Ron Paul eröffnet unsere Interviewreihe zum Dritten Weltkrieg – sich gegen Krieg auszusprechen erfordert viel Mut – unser Interviewgast besitzt diesen Mut.


Wenn es darum geht, sich gegen Krieg zu stellen und Einwände zu erheben, selbst wenn dies äußerst unpopulär ist und man die einzige Stimme ist, die sich gegen den kollektiven Wahnsinn ausspricht, gibt es heute nur sehr wenige Menschen, die wiederholt den Mut dazu bewiesen haben. Selbst unter diesen wenigen Auserwählten war wohl niemand so konsequent, so unermüdlich und wurde von den Mächtigen so konsequent ausgegrenzt und verleumdet wie Ron Paul.

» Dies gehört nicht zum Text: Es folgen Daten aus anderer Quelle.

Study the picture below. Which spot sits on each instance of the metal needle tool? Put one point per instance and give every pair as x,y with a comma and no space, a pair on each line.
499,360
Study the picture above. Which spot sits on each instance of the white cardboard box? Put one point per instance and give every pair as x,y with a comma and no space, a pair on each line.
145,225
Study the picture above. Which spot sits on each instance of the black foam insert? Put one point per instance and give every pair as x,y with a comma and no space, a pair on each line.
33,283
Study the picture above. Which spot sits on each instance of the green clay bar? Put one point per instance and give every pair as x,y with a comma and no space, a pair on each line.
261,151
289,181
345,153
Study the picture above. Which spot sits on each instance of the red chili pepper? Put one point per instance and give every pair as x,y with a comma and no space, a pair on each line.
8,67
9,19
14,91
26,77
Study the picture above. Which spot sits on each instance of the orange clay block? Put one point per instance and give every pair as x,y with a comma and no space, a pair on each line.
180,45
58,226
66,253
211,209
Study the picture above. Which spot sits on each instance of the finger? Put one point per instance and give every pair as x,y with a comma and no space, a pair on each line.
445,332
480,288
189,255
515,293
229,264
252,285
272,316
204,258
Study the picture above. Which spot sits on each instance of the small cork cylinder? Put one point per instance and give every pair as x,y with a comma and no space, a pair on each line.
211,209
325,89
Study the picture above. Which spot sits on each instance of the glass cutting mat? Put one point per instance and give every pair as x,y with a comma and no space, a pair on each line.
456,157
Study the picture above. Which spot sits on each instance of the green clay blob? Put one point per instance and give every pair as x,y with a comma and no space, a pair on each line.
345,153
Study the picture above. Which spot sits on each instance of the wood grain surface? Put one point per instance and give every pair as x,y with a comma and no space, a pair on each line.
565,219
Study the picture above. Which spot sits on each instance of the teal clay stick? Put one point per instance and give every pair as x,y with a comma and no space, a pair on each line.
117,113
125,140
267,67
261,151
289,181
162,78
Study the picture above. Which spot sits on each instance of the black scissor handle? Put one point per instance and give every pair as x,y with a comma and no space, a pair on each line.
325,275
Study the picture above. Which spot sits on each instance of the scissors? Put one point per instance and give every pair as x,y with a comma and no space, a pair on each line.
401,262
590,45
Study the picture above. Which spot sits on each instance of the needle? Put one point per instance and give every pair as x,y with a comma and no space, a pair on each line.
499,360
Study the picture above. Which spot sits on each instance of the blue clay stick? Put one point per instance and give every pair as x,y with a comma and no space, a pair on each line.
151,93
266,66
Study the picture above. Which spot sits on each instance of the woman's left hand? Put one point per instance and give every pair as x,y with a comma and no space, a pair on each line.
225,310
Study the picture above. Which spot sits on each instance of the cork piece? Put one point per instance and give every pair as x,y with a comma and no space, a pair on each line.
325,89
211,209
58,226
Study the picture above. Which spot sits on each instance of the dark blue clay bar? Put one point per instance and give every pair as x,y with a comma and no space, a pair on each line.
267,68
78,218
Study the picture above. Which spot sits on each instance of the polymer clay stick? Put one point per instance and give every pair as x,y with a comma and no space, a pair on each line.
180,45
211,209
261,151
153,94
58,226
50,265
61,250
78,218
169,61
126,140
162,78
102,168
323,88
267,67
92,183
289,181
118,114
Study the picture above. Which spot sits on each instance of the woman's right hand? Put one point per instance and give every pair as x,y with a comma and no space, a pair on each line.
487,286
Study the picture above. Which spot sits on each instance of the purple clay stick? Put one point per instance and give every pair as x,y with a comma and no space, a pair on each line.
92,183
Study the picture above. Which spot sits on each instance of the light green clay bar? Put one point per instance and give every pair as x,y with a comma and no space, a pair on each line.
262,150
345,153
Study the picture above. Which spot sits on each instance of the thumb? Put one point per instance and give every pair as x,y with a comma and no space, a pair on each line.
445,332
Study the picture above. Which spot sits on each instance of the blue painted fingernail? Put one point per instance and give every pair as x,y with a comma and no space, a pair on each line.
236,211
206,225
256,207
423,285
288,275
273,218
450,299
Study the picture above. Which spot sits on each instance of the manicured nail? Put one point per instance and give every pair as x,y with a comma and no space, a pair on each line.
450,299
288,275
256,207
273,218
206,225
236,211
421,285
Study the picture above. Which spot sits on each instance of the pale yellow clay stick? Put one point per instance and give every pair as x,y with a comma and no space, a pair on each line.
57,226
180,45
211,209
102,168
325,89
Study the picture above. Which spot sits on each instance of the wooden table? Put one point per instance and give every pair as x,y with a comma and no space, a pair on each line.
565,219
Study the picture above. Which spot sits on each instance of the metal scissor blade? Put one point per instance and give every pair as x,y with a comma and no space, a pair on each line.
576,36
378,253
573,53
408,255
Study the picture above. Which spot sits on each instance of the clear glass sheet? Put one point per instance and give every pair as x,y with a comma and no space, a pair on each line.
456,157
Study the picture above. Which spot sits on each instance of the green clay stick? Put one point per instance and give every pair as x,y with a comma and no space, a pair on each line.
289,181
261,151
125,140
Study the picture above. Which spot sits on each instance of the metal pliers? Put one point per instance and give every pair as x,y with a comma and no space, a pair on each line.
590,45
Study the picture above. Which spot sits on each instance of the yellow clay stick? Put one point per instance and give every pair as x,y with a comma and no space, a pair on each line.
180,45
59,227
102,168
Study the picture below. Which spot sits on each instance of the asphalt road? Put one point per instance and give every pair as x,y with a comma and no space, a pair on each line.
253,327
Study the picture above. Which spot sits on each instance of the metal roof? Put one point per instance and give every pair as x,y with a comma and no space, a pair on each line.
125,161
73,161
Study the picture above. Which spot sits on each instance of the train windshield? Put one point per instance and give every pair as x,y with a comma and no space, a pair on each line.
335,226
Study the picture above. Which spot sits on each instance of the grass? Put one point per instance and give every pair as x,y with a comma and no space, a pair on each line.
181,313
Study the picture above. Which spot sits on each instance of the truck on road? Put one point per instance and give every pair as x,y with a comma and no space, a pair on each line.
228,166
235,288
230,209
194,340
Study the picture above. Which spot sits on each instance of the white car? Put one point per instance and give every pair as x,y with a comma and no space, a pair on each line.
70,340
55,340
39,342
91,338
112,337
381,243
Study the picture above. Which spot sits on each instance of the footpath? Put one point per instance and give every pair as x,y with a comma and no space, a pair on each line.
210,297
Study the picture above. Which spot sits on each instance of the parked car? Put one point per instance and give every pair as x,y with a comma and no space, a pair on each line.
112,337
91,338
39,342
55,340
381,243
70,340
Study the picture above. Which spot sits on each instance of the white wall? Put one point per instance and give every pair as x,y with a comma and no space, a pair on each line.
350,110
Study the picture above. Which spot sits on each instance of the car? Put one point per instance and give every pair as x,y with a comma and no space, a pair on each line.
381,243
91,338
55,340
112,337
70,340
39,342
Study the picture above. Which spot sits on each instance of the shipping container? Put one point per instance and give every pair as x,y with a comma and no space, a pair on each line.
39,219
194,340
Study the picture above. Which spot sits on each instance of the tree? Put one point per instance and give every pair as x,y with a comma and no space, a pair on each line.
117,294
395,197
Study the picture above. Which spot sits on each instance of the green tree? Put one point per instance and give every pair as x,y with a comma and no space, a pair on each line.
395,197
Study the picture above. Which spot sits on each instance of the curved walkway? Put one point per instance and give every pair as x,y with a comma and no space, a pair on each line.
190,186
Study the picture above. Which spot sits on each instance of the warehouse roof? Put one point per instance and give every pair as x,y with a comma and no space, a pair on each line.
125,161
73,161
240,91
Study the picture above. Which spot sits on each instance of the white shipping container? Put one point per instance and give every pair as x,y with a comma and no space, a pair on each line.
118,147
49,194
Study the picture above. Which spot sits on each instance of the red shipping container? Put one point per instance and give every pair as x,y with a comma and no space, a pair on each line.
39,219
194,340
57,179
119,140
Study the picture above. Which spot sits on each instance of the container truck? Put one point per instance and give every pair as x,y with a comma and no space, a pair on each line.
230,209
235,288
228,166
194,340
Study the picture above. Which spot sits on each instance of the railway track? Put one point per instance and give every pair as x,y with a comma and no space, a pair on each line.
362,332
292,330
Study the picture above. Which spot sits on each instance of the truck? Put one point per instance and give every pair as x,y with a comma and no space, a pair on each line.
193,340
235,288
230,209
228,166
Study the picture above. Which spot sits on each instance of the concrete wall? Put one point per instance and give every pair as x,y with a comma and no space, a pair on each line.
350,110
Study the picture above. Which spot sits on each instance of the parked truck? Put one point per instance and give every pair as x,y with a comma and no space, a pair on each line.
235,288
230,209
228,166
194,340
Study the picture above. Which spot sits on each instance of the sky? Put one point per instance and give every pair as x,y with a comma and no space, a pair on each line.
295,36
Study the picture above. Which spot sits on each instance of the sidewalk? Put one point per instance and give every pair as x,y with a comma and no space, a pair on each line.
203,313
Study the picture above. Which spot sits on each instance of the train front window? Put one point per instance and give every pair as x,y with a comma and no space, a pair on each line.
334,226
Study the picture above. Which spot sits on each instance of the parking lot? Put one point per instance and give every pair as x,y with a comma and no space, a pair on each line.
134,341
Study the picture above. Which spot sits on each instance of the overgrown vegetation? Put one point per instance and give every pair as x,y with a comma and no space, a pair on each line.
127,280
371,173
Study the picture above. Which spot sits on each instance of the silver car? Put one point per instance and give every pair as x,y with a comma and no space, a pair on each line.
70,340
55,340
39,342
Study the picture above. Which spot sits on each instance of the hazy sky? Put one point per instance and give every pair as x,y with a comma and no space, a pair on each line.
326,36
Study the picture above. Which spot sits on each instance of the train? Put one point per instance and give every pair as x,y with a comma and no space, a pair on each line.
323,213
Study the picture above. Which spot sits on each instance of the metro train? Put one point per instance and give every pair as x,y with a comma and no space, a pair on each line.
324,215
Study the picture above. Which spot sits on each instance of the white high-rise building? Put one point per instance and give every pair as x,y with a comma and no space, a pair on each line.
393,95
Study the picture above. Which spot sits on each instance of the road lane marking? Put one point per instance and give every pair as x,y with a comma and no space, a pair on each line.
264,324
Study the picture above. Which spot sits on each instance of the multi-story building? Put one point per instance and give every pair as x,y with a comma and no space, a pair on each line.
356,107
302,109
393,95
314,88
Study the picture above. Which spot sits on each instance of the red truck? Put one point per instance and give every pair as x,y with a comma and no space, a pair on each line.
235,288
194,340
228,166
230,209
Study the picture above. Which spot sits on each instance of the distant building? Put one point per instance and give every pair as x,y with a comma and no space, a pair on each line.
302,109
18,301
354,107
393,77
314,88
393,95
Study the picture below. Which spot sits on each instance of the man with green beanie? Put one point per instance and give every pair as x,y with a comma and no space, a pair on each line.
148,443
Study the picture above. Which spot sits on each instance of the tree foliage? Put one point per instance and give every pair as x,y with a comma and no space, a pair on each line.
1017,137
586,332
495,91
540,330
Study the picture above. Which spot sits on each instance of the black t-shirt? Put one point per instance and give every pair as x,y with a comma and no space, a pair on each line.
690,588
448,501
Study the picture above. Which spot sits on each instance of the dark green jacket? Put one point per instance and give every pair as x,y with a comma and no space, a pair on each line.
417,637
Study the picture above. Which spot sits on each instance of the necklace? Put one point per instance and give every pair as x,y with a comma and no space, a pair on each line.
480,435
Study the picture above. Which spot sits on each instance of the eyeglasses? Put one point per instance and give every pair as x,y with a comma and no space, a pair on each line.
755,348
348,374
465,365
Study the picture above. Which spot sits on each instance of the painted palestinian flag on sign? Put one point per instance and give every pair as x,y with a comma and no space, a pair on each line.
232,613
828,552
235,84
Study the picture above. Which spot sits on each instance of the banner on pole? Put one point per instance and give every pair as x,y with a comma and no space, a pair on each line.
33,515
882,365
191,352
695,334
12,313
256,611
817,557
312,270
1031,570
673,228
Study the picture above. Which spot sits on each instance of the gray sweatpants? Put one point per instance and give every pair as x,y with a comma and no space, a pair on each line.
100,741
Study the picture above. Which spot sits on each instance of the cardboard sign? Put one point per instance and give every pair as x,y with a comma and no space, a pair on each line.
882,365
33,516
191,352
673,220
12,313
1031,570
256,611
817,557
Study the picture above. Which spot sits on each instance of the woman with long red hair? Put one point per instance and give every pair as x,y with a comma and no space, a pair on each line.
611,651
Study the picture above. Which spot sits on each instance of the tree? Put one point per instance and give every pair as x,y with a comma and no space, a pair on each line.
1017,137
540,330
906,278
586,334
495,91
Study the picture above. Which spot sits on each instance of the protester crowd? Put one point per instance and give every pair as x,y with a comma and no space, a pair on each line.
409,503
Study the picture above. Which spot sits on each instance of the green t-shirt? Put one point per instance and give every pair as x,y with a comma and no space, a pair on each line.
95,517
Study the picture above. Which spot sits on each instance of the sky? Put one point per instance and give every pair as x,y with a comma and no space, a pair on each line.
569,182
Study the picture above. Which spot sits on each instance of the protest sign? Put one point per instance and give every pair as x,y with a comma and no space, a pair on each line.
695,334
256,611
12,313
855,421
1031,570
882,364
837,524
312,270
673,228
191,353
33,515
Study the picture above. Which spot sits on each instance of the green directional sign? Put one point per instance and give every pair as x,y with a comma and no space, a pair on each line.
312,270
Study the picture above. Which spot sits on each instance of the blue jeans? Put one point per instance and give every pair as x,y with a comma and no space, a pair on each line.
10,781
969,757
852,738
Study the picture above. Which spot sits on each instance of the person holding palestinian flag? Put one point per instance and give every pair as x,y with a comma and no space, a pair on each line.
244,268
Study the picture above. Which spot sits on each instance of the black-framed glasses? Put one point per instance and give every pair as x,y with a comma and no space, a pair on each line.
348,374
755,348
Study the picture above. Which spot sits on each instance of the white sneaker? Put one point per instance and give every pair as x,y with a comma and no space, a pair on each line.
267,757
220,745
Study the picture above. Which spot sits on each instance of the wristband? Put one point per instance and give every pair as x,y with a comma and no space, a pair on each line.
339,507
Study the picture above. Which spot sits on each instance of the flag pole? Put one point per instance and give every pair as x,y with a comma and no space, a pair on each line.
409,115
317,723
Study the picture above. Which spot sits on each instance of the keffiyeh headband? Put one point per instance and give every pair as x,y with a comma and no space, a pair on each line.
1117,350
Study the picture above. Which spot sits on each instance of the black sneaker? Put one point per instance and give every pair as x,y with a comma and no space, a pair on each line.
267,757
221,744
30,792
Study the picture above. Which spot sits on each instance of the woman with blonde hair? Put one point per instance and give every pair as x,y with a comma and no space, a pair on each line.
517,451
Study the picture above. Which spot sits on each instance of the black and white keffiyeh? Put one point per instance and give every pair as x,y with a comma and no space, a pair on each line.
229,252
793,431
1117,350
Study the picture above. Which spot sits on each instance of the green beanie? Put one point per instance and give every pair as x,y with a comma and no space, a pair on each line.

Seit Jahrzehnten warnt Ron Paul beharrlich davor, dass Krieg weder ein Zufall der Geschichte noch ein „notwendiges Übel“ ist, sondern das vorhersehbare Ergebnis von Machtkonzentration, unkontrollierter Regierungsgewalt, Zentralbankwesen und einer Außenpolitik, die eher auf Intervention als auf Zurückhaltung basiert. Er sah die Kriege in der Ukraine und im Nahen Osten lange vor ihrem Ausbruch voraus, da er bereits die strukturellen Anreize identifiziert und aufgezeigt hatte, die einen fortwährenden Konflikt nicht nur möglich, sondern unvermeidlich machen. Diese Anreize bestehen nach wie vor und werden auch nach Beendigung der aktuellen Konflikte weiterhin bestehen bleiben. Ohne grundlegende und tiefgreifende Veränderungen im Kern der Staatsmaschinerie und ohne die entschlossene Beseitigung des bösartigen Parasiten, der der militärisch-industrielle Komplex ist, wird sich die Geschichte immer wiederholen.

Im folgenden Interview stellt Ron Paul die heutigen Krisen in einen breiteren historischen und institutionellen Kontext, der deutlich macht, warum sich dieselben Muster immer wiederholen, unabhängig davon, wer an der Macht ist oder mit welchen Slogans Interventionen gerechtfertigt werden. Er erklärt, dass es sich dabei nicht einmal um eine Entscheidung handelt, sondern um eine notwendige Voraussetzung für den Fortbestand des derzeitigen Systems. Beide Parteien wollen Krieg, denn Krieg ist die Gesundheit des Staates. Und der Staat selbst ist seit langem von Interessen gekapert und übernommen worden, die nicht weiter vom Willen oder Wohl des Volkes entfernt sein könnten.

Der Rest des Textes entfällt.